Restrictive lung disease is seen in ~ 20% of pediatric pts. and peaks 3–6 months after TBI/SCT. Restitution is possible within 2 years [16,17,18,19]. Thirteen (12%) of our pts. developed cryptogenic organizing pneumonia (COP) with decreased FEV‑1.

The main risk factor for glomerulopathy after TBI/SCT in children is TBI [20]. Grönros et al. analyzed 187 pts. undergoing SCT, 64 pts. had an additional TBI. Fifty healthy children constituted the control group. GFR and effective renal plasma flow were normal prior to therapy. After treatment both values were significantly worse with TBI [21]. A study on 1635 adult pts. (median age at SCT 38.5 years) on the other hand could show that a reduction in GFR post TBI and SCT was mainly associated with GVHD [22]. Seven of our pts. developed renal insufficiency with chronically elevated retention parameters ([3]; Fig. 2).

Rösler and co-workers presented a cohort of 216 pts. with irradiation to the liver (70 pts. with TBI). With a mean dose to the liver of 5 Gy, 17% of pts. developed mild liver dysfunction [23]. With a mean dose of 12 Gy we saw 32 pts. (28.4%) with pathologic serum liver parameters.
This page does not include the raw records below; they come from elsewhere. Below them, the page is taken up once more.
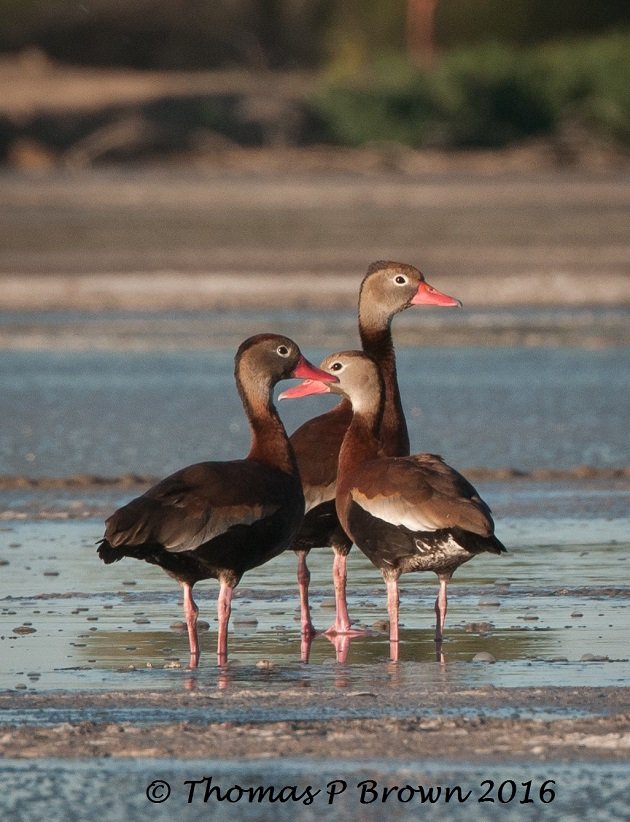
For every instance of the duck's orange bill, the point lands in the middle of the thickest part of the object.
(309, 386)
(427, 295)
(305, 370)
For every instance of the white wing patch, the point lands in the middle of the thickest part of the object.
(314, 495)
(396, 511)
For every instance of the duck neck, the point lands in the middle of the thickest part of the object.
(270, 443)
(376, 338)
(361, 442)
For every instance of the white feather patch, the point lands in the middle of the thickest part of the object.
(314, 495)
(396, 511)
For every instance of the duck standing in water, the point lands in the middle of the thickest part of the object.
(411, 513)
(387, 289)
(221, 519)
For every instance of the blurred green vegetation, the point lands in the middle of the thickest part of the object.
(496, 71)
(487, 95)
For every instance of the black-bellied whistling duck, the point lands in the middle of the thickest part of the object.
(387, 289)
(412, 513)
(220, 519)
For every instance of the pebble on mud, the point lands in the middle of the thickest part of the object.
(484, 656)
(478, 627)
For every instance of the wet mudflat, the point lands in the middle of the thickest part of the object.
(529, 705)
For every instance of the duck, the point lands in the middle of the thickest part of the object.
(387, 288)
(405, 513)
(220, 519)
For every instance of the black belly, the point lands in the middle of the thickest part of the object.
(321, 528)
(395, 549)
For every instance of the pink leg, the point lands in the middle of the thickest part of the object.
(441, 607)
(342, 646)
(304, 579)
(392, 610)
(224, 609)
(342, 623)
(191, 612)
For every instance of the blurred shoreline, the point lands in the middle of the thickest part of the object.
(155, 291)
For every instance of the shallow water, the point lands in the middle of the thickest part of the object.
(559, 595)
(563, 590)
(111, 412)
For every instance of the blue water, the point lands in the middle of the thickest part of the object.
(110, 412)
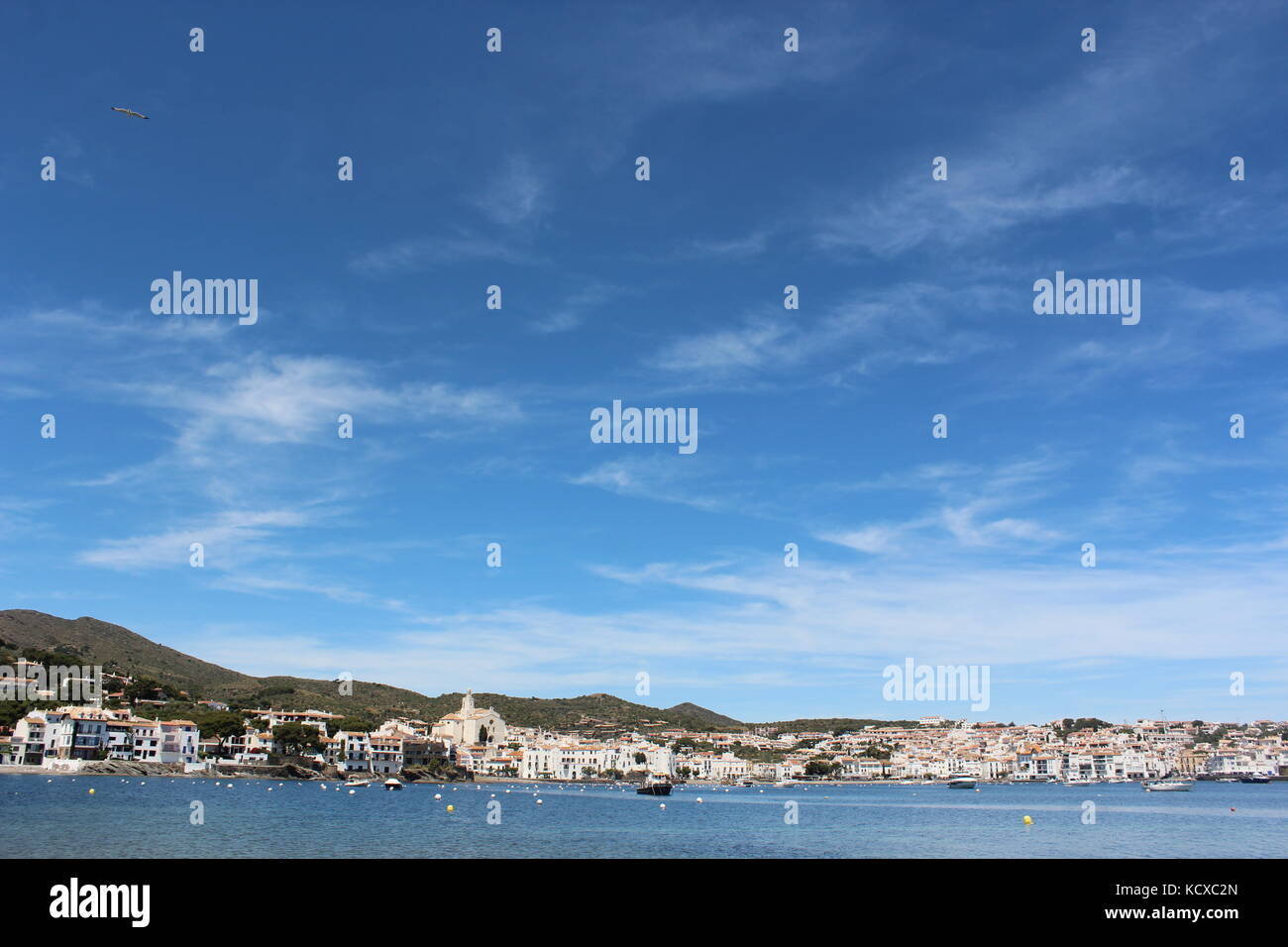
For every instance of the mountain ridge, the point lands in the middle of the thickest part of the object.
(91, 641)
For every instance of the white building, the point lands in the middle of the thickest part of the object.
(471, 725)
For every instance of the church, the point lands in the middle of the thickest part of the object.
(469, 725)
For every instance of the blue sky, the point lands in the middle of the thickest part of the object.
(368, 556)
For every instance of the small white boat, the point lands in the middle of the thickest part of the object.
(1167, 787)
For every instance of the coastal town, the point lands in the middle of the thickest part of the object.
(477, 744)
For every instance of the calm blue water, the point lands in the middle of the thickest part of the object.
(59, 818)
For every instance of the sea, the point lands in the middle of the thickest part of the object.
(58, 817)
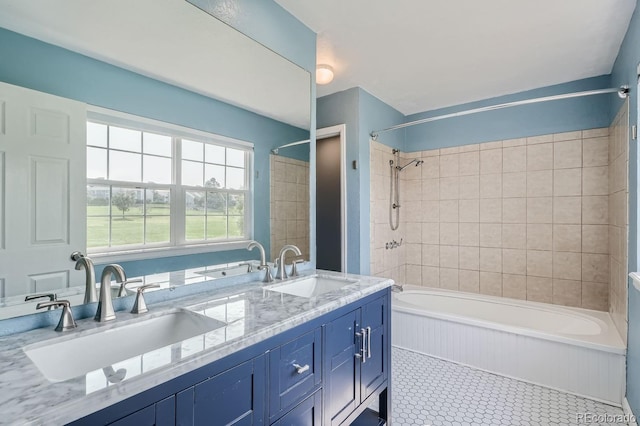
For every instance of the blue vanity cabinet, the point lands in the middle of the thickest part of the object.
(357, 361)
(234, 397)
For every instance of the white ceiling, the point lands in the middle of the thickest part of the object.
(172, 41)
(419, 55)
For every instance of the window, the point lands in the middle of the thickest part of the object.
(154, 187)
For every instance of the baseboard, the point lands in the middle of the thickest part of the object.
(626, 408)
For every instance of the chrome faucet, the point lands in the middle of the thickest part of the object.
(263, 261)
(105, 310)
(282, 270)
(83, 262)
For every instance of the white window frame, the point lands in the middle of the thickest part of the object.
(178, 244)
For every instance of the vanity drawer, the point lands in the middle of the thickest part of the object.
(294, 372)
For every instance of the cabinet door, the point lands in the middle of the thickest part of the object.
(307, 413)
(373, 368)
(295, 371)
(234, 397)
(342, 386)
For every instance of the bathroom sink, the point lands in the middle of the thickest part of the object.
(312, 286)
(63, 359)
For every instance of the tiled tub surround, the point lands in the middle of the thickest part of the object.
(27, 397)
(289, 204)
(570, 349)
(524, 218)
(619, 218)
There was no case of VOD (veno-occlusive disease).

Four pts. in our cohort were diagnosed with dyslipidemia, which is in accordance with two studies showing elevated triglycerides in children after TBI and SCT [24, 25]. Dyslipidemia might be associated with GH deficiency; hence, early GH substitution might normalize serum lipids and thus decrease cardiovascular risk [26, 27].
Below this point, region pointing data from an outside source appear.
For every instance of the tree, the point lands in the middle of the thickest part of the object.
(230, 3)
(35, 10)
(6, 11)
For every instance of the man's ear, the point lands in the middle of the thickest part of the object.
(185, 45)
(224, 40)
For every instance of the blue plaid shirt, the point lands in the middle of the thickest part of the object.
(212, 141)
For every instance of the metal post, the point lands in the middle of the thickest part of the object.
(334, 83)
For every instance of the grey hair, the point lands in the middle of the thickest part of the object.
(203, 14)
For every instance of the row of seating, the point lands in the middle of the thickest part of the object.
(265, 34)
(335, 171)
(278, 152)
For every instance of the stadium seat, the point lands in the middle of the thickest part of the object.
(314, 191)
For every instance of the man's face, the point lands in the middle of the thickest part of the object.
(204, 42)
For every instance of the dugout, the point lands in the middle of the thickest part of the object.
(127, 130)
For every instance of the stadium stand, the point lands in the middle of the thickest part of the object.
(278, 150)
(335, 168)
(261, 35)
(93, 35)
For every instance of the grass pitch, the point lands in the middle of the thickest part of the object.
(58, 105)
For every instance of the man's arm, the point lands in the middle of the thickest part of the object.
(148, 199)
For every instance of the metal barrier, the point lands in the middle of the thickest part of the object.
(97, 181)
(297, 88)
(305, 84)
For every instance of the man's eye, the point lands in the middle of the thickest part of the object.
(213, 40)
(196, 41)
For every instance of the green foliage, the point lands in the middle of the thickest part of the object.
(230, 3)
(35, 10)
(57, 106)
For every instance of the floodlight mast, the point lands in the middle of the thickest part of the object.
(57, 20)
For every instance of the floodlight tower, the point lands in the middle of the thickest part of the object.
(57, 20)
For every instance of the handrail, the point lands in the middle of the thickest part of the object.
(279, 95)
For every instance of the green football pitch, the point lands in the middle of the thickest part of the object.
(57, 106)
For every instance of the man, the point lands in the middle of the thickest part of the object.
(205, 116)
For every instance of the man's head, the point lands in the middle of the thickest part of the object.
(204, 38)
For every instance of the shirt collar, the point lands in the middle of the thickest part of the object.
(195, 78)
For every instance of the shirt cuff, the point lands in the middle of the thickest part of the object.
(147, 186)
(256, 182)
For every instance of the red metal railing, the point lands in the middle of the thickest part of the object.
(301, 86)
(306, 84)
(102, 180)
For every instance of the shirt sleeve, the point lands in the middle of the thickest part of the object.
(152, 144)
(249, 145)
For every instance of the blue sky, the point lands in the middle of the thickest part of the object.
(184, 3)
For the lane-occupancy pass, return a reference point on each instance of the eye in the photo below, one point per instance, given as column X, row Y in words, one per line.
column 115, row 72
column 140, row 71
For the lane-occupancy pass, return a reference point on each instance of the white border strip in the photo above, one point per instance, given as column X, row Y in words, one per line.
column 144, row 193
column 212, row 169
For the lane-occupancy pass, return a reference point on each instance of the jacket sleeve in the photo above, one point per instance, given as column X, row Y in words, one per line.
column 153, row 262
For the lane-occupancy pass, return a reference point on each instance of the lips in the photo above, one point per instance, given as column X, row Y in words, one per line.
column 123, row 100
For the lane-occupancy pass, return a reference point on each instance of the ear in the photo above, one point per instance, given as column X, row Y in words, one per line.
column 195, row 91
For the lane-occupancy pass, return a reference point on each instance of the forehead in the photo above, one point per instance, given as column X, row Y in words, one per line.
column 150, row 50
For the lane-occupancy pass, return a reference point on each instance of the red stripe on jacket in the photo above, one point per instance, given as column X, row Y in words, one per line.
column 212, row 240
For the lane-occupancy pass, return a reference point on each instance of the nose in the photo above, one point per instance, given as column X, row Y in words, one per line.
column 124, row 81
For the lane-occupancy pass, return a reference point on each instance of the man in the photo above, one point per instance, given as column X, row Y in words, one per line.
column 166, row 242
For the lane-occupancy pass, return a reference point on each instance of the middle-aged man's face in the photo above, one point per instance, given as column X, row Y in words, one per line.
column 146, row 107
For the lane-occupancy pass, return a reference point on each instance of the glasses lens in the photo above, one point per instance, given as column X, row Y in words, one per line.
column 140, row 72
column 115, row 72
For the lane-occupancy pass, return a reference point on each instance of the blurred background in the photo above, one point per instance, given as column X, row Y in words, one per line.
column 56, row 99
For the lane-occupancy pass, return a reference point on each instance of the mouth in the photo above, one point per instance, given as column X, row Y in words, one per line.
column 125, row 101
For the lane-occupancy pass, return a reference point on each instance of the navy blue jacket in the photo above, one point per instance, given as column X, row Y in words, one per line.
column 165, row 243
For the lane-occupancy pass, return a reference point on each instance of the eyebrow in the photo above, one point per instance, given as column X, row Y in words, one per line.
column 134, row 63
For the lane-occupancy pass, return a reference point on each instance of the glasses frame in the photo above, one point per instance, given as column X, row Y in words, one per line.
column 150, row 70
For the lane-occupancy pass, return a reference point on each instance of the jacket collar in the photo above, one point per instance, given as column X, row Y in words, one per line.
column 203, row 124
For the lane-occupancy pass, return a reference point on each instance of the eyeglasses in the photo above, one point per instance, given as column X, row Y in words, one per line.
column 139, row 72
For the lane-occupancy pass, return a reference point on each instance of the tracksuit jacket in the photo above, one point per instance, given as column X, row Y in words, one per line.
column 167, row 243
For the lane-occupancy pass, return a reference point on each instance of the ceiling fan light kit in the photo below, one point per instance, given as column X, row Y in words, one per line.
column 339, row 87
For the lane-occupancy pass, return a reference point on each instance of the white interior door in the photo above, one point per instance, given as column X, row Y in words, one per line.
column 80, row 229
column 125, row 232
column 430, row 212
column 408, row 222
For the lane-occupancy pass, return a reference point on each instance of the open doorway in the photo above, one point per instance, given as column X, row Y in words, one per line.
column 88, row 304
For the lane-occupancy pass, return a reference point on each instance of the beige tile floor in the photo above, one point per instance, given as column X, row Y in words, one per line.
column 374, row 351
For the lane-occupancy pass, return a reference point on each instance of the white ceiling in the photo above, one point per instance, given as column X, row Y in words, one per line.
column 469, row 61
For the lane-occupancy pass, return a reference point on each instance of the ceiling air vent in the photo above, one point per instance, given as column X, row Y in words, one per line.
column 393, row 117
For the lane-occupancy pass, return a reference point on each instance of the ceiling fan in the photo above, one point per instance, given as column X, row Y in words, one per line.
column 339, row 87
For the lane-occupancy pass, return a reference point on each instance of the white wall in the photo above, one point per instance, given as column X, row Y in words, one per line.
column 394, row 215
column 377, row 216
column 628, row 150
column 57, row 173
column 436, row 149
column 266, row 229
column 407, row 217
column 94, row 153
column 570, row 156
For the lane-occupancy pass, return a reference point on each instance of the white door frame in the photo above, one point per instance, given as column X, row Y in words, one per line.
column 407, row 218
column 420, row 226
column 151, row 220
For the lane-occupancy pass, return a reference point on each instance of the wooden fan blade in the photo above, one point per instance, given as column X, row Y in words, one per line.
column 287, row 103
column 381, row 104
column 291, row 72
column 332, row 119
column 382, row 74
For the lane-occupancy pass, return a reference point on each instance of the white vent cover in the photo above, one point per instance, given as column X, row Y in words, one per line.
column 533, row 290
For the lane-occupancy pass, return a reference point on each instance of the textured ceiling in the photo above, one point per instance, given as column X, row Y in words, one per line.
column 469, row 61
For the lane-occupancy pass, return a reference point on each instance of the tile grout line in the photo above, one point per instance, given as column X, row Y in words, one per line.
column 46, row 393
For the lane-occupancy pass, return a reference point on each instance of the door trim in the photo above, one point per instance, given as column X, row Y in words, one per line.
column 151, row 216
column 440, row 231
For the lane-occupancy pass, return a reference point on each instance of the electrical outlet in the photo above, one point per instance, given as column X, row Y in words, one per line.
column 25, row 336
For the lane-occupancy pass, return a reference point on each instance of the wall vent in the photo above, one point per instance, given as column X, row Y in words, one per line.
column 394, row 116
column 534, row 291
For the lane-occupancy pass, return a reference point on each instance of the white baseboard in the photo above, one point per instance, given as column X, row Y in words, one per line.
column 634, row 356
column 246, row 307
Secondary malignancies after TBI and SCT are mostly lymphomas (often earlier after SCT) and hematologic malignancies. In most cases they are associated with immune dysregulation and EBV reactivation/infection [28, 29]. Two of our pts. (1.8%) developed Hodgkin lymphoma (HD) in the FU period. Secondary solid tumors are rare but occur with a two- to threefold risk compared to the normal population. They occur after long latency periods. Young age is an independent risk factor. There is a dose dependency, especially in secondary tumors of the thyroid, salivary glands, bone, connective tissue, and brain [30,31,32,33,34,35]. One of our pts. developed rhabdomyosarcoma 6 years after treatment. In other publications rates of secondary solid tumors were higher [36,37,38], especially in younger pts. [30].
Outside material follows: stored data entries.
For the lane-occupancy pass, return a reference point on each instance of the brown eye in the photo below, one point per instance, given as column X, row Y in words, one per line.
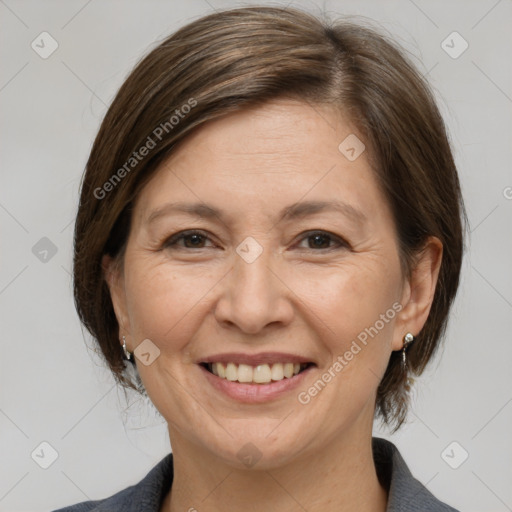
column 191, row 240
column 322, row 240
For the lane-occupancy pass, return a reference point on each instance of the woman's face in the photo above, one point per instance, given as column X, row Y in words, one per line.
column 298, row 264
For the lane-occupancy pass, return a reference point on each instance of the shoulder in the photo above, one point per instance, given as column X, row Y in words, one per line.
column 149, row 493
column 406, row 494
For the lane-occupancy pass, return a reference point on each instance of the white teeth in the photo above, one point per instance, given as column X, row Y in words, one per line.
column 261, row 374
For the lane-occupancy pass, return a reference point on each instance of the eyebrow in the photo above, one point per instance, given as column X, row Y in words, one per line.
column 295, row 211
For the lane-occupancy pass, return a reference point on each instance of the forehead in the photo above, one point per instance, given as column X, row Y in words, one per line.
column 263, row 159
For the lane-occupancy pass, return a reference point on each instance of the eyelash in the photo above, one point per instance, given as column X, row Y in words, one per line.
column 172, row 240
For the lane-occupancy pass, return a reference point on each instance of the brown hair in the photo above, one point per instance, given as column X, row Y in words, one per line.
column 242, row 57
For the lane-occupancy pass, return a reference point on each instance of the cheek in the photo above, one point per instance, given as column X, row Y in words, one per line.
column 163, row 300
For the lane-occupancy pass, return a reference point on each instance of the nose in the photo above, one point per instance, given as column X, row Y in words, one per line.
column 254, row 296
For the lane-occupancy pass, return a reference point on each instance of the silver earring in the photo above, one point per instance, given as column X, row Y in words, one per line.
column 127, row 353
column 408, row 339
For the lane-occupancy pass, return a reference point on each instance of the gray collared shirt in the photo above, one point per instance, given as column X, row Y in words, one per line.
column 405, row 493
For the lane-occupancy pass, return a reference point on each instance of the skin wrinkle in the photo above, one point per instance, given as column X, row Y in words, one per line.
column 322, row 459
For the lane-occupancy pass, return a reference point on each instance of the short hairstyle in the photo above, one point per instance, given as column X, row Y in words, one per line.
column 237, row 58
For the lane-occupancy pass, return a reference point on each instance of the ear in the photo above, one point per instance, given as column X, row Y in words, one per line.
column 418, row 291
column 113, row 274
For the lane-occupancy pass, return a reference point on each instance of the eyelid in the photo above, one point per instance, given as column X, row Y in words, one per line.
column 342, row 243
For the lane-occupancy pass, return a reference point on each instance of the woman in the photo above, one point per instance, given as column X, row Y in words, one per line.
column 270, row 235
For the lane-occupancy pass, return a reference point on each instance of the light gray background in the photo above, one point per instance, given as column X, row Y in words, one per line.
column 55, row 389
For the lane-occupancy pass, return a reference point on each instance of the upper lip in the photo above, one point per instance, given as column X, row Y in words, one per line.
column 255, row 359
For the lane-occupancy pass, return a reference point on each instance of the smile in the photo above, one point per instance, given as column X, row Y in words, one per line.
column 259, row 374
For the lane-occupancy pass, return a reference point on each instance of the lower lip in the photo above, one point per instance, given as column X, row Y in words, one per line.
column 255, row 393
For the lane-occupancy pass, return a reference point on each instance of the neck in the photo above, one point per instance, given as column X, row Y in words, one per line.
column 342, row 478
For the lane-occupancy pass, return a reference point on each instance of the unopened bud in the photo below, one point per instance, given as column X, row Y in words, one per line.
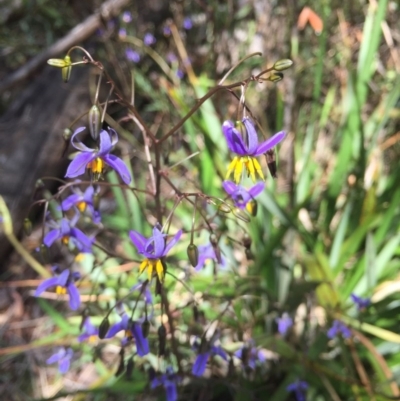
column 66, row 71
column 224, row 208
column 162, row 339
column 44, row 253
column 213, row 239
column 27, row 226
column 94, row 117
column 283, row 64
column 129, row 368
column 249, row 254
column 275, row 77
column 103, row 328
column 247, row 241
column 193, row 254
column 146, row 328
column 252, row 207
column 67, row 133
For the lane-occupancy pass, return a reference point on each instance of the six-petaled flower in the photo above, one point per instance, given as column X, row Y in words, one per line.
column 299, row 387
column 64, row 283
column 337, row 328
column 154, row 249
column 168, row 380
column 95, row 160
column 245, row 145
column 63, row 357
column 241, row 196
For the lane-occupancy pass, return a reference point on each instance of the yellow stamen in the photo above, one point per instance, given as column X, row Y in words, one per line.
column 96, row 166
column 81, row 206
column 152, row 265
column 61, row 290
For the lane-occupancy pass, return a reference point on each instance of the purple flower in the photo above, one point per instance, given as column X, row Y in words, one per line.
column 168, row 380
column 127, row 17
column 65, row 230
column 132, row 55
column 132, row 329
column 299, row 387
column 63, row 357
column 207, row 252
column 90, row 332
column 338, row 328
column 149, row 39
column 362, row 303
column 187, row 23
column 95, row 159
column 285, row 322
column 153, row 248
column 64, row 283
column 250, row 355
column 205, row 351
column 246, row 146
column 240, row 195
column 81, row 201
There are critical issues and shortcomings concerning this analysis. The retrospective nature of this work alone is susceptible to fault. The pts. in this analysis were not systematically screened, but rather we relied on the available FU data. On the other hand, one might argue that only clinically apparent conditions impair a patient’s quality of life and, hence, subclinical deviations could be neglected. The strength and uniqueness of this work is obviously in the large cohort size treated at one institution with the same TBI regimen in combination with a very long FU period. As all pts. were treated with CT and radiation, the adverse events described here result from both modalities, without a possible means of discrimination.

Conclusion

Tumoricidal effects and immune suppression of TBI facilitating donor cell engraftment are well established. Hence, TBI remains a vital part of conditioning regimens in pts. with risk factors or recurrences prior to SCT and its’ omission can have detrimental outcome effects. Severe long-term effects seem rare when looking at large cohorts with long FU. But individually, they can pose life-altering events, especially in very young pts. Hence, further optimization of techniques and long-term FU programs for the detection of rare events are warranted. We established helical tomotherapy-based intensity-modulated conformal TBI in children and young adults. With this technique we are able to reduce the dose to critical organs such as the eyes [39], the thyroid, the liver, and the lungs [40]. Losert et al. have proposed a rotatable tabletop system to provide a similar treatment on a regular linac [41]. Total marrow irradiation and total marrow and lymphoid irradiation are targeted forms of radiotherapy that have the potential to decrease toxicity [42]. In the murine model, ultra-high-dose-rate FLASH-TBI has been shown to be beneficial with regard to hematopoiesis preservation in leukemia treatment [43].